2 Life Insurers Meet Systemic Risk Criteria

October 13, 2011

Only two life insurers — MetLife Inc.. and Prudential Financial Inc. — meet the newly developed requirements to be considered “systemic” and regulated as such, KBW analysts said Wednesday.

The Financial Stability Oversight Council Tuesday proposed a three-stage test to figure out which nonbank financial firms should come in for tighter capital and liquidity regulation by the Federal Reserve.

The insurance industry has argued aggressively that no insurer should be designated a “strategically important financial institution,” or SIFI, in part on fears that any company so tagged would have difficultly competing with peers who are free to take more risk.
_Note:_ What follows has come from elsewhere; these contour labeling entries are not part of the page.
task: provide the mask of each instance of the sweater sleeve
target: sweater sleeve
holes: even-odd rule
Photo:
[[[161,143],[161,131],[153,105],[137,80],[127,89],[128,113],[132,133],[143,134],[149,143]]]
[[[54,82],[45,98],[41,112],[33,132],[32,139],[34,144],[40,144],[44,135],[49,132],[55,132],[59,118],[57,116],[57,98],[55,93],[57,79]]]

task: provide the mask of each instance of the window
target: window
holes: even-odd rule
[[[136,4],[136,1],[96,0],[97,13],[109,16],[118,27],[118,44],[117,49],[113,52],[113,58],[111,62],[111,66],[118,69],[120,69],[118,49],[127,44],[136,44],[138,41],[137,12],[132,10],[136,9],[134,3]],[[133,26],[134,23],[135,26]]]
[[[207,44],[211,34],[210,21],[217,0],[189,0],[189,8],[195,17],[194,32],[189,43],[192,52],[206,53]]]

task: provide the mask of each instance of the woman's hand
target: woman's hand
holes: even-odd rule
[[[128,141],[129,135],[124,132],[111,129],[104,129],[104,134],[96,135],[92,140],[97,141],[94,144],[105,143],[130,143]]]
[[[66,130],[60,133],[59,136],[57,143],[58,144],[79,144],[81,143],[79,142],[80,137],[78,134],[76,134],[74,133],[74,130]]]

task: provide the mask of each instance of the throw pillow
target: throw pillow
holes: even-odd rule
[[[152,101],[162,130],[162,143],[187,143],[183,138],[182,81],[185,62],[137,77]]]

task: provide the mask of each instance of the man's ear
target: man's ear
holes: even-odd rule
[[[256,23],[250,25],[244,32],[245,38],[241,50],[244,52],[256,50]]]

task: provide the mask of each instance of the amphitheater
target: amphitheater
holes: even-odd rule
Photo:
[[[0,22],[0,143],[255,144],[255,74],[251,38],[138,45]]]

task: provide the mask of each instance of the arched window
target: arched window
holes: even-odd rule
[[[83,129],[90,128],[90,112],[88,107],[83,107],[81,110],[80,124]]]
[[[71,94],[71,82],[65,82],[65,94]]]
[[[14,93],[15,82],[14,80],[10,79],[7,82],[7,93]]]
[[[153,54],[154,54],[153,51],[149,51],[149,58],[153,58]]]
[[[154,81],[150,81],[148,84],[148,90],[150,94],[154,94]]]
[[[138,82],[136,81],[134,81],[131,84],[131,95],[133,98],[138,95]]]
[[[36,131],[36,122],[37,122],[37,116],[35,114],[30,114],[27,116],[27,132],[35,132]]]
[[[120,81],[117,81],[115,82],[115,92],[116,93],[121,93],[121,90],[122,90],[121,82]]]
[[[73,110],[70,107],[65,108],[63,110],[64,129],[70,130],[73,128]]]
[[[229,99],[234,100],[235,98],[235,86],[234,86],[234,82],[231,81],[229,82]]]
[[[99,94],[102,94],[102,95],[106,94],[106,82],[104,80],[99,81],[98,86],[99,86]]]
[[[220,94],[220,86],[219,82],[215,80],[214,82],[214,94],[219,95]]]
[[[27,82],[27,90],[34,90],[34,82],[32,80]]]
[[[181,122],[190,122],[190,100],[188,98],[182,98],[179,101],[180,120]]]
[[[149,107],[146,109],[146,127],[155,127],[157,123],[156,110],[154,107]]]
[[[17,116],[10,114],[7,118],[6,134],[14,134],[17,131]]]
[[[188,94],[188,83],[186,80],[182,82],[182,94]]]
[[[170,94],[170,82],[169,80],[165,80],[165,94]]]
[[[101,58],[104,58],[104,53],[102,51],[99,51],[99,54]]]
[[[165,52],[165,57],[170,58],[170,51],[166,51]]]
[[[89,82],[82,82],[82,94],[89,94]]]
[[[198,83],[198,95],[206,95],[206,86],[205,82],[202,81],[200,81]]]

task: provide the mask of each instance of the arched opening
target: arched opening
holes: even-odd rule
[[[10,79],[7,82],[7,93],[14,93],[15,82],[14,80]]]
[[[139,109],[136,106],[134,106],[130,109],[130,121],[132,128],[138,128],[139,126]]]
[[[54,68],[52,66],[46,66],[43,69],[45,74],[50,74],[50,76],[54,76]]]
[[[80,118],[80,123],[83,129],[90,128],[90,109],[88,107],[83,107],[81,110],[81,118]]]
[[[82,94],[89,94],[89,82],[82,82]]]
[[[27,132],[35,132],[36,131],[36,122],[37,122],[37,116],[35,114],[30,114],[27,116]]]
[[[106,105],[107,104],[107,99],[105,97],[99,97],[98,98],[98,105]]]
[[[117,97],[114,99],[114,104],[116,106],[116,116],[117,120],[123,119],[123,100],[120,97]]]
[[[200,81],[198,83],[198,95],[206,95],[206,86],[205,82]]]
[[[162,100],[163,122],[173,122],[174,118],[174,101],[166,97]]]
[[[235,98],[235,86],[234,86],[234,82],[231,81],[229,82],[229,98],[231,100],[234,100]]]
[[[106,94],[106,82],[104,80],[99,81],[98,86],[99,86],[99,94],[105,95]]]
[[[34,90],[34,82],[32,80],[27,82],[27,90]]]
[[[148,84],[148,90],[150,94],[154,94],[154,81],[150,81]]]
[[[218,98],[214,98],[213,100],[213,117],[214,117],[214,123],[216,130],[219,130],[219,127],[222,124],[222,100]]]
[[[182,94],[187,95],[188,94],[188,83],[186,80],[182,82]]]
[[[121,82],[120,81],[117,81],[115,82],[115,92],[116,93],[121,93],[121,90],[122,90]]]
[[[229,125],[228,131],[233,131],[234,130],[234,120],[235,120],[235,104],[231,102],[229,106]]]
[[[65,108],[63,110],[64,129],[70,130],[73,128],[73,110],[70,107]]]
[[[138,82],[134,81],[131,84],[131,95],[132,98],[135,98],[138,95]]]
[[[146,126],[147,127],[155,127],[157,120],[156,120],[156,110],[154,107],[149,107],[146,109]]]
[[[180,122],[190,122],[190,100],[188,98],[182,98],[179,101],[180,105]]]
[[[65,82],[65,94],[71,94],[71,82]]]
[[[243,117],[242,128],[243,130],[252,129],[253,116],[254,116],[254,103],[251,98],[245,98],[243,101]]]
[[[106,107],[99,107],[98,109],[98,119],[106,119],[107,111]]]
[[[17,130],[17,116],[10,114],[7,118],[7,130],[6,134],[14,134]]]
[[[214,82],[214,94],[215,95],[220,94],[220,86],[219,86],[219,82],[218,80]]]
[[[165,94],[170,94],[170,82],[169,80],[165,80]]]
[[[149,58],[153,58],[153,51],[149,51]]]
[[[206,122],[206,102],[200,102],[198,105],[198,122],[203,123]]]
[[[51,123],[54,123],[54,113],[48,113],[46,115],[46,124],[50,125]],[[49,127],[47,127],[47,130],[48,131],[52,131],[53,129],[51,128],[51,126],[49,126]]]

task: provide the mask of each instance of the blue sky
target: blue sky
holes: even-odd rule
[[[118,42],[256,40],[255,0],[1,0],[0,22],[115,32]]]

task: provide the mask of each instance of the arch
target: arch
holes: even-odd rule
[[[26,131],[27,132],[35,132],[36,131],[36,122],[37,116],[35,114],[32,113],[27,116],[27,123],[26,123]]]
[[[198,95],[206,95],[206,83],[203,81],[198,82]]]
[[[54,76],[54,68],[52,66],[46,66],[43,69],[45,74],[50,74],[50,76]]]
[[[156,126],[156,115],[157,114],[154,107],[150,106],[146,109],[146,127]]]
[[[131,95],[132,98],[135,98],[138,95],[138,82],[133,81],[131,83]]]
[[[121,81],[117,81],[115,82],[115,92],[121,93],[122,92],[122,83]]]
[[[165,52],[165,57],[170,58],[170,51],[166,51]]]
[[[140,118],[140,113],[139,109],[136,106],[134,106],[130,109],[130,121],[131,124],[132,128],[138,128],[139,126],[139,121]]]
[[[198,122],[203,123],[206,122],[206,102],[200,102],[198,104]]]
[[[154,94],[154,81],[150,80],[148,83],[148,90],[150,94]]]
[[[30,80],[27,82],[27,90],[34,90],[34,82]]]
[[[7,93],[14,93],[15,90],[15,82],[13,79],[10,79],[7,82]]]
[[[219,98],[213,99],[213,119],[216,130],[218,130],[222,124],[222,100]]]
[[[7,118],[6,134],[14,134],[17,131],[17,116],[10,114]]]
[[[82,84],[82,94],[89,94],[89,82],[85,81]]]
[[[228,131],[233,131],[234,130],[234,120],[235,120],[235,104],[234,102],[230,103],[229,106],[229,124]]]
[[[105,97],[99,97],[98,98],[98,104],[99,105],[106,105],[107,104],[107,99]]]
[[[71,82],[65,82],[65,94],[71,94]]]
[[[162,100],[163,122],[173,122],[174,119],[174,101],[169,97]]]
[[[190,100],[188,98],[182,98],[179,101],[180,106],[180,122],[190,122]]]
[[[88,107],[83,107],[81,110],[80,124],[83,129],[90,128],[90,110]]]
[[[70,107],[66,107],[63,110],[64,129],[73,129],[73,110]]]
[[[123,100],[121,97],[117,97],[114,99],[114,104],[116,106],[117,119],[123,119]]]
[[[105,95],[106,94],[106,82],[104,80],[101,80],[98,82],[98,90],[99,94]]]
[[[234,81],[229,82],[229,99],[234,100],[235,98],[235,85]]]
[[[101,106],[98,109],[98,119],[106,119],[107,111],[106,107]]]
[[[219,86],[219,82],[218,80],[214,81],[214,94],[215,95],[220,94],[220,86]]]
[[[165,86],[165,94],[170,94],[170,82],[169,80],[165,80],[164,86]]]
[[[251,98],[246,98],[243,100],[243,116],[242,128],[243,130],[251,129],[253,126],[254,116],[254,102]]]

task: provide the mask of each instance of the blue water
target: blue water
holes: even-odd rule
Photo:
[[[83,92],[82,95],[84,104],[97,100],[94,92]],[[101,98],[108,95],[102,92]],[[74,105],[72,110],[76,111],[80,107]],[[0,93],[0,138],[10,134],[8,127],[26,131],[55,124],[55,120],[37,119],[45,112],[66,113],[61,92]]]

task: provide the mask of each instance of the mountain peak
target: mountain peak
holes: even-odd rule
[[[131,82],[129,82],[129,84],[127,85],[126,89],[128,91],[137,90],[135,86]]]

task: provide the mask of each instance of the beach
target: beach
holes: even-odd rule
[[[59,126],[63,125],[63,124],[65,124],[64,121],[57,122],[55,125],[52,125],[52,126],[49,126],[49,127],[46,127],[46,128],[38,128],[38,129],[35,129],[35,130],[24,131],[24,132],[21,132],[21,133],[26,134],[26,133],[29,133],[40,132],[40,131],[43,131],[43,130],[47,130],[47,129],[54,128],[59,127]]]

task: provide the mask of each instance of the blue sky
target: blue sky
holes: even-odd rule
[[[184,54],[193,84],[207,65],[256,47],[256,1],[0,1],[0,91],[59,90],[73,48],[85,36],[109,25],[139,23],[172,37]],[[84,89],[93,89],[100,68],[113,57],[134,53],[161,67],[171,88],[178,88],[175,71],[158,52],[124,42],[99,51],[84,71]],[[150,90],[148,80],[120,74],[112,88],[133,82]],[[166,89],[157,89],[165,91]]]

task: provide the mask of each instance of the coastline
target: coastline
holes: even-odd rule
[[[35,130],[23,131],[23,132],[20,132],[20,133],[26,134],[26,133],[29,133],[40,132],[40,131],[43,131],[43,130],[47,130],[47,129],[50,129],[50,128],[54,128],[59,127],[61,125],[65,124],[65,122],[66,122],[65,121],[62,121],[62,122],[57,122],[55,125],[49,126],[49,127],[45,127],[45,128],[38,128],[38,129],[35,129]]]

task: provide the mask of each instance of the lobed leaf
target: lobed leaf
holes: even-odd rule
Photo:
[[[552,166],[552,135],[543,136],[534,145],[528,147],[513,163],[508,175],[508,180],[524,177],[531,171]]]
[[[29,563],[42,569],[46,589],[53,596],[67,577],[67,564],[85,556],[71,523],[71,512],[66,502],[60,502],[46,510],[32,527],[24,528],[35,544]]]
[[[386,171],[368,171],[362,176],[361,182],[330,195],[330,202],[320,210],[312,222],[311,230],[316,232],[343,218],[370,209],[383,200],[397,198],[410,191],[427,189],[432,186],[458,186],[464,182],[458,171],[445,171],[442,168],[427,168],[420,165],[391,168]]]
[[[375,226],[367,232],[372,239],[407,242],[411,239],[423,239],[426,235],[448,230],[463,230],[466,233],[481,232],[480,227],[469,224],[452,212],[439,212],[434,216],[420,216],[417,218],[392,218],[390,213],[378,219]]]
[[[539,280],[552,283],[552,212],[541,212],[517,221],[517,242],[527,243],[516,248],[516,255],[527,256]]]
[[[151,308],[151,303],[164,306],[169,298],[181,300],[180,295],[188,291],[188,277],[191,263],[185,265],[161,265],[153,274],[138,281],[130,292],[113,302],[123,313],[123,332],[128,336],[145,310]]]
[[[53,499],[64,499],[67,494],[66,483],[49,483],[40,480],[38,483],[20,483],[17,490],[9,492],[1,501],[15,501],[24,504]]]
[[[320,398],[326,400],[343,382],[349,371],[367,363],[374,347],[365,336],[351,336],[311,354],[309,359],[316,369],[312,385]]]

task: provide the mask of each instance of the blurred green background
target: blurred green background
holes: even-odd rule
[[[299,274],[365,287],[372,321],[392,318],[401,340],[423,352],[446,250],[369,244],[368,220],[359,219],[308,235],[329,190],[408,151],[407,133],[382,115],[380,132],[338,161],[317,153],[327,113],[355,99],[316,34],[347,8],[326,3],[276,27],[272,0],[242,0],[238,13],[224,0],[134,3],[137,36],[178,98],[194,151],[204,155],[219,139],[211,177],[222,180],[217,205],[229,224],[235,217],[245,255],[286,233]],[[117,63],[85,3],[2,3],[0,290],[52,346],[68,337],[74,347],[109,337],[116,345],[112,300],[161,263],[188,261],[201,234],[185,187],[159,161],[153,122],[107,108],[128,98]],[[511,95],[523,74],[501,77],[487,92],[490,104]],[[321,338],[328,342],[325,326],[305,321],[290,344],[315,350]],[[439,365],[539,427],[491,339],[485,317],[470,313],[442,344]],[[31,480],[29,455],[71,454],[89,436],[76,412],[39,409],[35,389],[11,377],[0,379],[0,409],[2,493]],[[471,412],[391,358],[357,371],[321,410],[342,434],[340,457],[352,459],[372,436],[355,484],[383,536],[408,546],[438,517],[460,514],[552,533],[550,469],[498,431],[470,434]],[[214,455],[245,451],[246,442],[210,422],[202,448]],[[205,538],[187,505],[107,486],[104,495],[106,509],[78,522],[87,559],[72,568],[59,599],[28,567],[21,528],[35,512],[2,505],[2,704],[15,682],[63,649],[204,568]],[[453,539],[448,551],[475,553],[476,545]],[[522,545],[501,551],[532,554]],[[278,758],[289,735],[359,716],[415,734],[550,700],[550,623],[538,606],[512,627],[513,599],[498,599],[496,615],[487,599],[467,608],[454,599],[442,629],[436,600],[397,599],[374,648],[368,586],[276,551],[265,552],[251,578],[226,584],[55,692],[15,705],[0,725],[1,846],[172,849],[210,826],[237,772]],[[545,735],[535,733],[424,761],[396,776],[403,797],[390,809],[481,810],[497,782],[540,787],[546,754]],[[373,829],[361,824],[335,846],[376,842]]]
KBW said only MetLife and Prudential crossed the council’s $50 billion asset threshold and also crossed at least one of the secondary hurdles as well. While that does not guarantee that they will be designated systemic, it does suggest they will at least get further scrutiny in the review process.

“Presumably, companies not tripping any thresholds are unlikely to be seriously considered for SIFI status (and) are likely out of the woods,” analyst Jeffrey Schuman said in a note to clients.

Schuman said that was good news for the other large life insurance companies, among them Aflac and Hartford Financial. He also said it was still “far from certain” that MetLife or Prudential would be tagged either.